Bar Mitts can be used as cold weather pogies for regular trekking poles in cold weather. (Sleeves rolled up for illustration purposes only. )
Bar Mitts can be used as cold weather pogies for cycling or regular trekking poles in cold weather. (Sleeves rolled up for illustration purposes only. )

Bar Mitts are cold weather pogies used by cyclists to keep their hands warm in cold weather. While they’re available for many different bar and shifter combinations, the straight bar version of Bar Mitts designed for mountain bikes can also be used as pogies for regular-handled trekking poles. Made with 5 mm Neoprene, Bar Mitts protect your hands from wind and create a micro-climate that lets you use lighter weight gloves in winter, both on a bike or on foot when used with trekking poles. They’re a nice solution for people who have habitually cold hands outdoors and can help reduce the number of gloves you need to carry in winter.
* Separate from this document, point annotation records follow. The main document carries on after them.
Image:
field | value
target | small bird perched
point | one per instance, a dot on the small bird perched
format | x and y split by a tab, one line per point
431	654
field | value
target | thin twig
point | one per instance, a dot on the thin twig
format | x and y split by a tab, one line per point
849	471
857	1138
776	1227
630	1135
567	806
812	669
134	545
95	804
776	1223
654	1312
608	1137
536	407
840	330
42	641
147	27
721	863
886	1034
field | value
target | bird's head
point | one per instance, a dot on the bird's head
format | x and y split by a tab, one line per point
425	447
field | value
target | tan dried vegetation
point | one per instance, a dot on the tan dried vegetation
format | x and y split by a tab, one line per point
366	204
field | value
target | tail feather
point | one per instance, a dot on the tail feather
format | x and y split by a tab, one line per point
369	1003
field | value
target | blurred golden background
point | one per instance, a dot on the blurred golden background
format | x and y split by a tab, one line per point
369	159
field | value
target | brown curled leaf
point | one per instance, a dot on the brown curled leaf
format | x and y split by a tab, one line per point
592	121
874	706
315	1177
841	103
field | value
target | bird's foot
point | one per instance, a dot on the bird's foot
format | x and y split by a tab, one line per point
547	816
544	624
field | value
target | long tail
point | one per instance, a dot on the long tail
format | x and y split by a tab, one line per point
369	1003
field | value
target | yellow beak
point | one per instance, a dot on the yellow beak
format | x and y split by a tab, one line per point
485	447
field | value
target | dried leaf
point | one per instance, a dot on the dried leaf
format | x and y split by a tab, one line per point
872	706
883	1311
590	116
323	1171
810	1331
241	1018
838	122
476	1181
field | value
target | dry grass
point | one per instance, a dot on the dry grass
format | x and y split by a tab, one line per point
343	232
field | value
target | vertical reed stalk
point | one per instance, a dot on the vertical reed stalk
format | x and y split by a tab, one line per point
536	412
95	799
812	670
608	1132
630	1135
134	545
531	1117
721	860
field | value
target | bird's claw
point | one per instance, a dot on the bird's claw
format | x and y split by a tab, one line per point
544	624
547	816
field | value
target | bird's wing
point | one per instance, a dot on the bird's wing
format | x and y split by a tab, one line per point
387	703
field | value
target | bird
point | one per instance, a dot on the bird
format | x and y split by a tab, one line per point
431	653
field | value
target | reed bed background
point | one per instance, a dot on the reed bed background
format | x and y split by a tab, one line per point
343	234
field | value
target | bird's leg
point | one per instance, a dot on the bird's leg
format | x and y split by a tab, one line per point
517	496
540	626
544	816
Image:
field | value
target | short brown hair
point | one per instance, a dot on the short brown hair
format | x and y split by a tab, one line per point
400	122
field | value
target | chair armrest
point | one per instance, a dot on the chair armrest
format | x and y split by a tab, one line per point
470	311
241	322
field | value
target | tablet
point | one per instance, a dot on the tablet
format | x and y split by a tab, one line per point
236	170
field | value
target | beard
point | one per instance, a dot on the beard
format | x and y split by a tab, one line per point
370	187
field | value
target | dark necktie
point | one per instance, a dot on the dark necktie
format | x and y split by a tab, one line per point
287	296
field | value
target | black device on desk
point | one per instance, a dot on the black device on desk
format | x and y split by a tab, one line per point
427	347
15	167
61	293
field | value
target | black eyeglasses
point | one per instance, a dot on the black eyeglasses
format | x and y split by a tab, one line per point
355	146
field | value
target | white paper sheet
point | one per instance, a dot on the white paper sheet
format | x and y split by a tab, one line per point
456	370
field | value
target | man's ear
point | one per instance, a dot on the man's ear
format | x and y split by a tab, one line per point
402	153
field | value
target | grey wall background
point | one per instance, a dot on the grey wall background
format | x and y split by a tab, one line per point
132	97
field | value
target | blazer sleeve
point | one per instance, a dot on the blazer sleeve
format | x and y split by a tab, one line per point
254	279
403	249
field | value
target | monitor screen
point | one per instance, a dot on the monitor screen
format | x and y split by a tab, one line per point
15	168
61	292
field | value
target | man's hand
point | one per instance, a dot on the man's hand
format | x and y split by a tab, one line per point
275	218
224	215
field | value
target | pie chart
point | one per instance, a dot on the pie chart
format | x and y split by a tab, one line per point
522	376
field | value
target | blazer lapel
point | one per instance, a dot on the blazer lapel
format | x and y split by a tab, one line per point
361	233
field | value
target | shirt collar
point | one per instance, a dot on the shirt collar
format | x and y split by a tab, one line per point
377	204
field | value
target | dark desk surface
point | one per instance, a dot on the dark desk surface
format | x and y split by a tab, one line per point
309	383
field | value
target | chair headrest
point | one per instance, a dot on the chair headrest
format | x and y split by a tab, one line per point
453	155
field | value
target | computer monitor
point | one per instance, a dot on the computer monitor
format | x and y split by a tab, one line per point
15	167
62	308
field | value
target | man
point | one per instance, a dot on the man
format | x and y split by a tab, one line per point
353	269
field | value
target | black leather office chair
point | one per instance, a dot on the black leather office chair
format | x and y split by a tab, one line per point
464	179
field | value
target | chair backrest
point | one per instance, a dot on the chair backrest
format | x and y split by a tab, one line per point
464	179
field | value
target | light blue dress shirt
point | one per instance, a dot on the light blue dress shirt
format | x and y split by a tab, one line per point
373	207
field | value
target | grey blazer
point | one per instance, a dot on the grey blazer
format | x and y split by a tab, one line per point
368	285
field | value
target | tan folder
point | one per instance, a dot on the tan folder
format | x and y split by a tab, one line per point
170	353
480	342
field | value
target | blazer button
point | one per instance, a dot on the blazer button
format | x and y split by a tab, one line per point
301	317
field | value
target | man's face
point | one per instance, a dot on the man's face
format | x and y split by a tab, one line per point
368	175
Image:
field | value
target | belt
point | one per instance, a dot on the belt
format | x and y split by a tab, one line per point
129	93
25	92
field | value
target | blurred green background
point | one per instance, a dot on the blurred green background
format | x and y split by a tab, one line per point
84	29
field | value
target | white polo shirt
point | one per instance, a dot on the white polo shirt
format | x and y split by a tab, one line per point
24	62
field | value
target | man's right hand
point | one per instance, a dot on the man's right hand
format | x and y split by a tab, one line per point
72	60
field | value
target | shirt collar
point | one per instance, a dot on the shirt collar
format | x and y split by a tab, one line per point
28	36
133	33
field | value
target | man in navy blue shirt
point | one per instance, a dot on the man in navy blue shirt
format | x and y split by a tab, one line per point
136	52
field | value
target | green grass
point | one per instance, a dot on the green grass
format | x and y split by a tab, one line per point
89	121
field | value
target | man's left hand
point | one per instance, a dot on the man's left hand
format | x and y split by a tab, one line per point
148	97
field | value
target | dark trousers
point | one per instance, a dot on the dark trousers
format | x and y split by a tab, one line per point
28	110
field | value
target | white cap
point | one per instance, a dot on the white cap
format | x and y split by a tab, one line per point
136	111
The idea for using Neoprene pogies with trekking poles is not new. I first encountered it with Pacerpole’s OverMitts in 2013, makers of the ergonomic gripped trekking poles that I prefer to use year-round. Like all winter hikers, I’ve struggled with the problem of winter glove layering and developing a system that minimizes the number of gloves you need to carry, since they get wet from perspiration or come into contact with snow. I found that using Neoprene overmitts lets you use a lighter weight and more breathable glove, so your hands sweat less and stay drier longer. They also let you use a higher dexterity glove in crappy conditions where you’d be forced to use a low dexterity glove otherwise.

Bar Mitts are available in many different sizes, styles (corresponding to different handle bars and shifter combinations), so you want to be sure to get the ones for straight bar mountain bikes if you want to be able to use them as I show above. Be advised that you can’t lean heavily on your pole straps the way you might normally because the mountain bike version isn’t really sized for it. Bar Mitts does make a version of the Mitts for XC skiing poles and Snowshoe poles and they might be a better solution for you.

Of course, if you’re a cyclist and you don’t know about Bar Mitts, get some! They make it possible to keep your hands toasty in winter and are a complete godsend. The Mitts are sized by the size of the gloves and jacket you intend to wear them with, since your sleeve ends tuck into the ends of the pogies.  They have a zipper on one side that makes it easy to slip them onto your handlebars, with velcro tabs to seal in the heat and reinforce the zipper.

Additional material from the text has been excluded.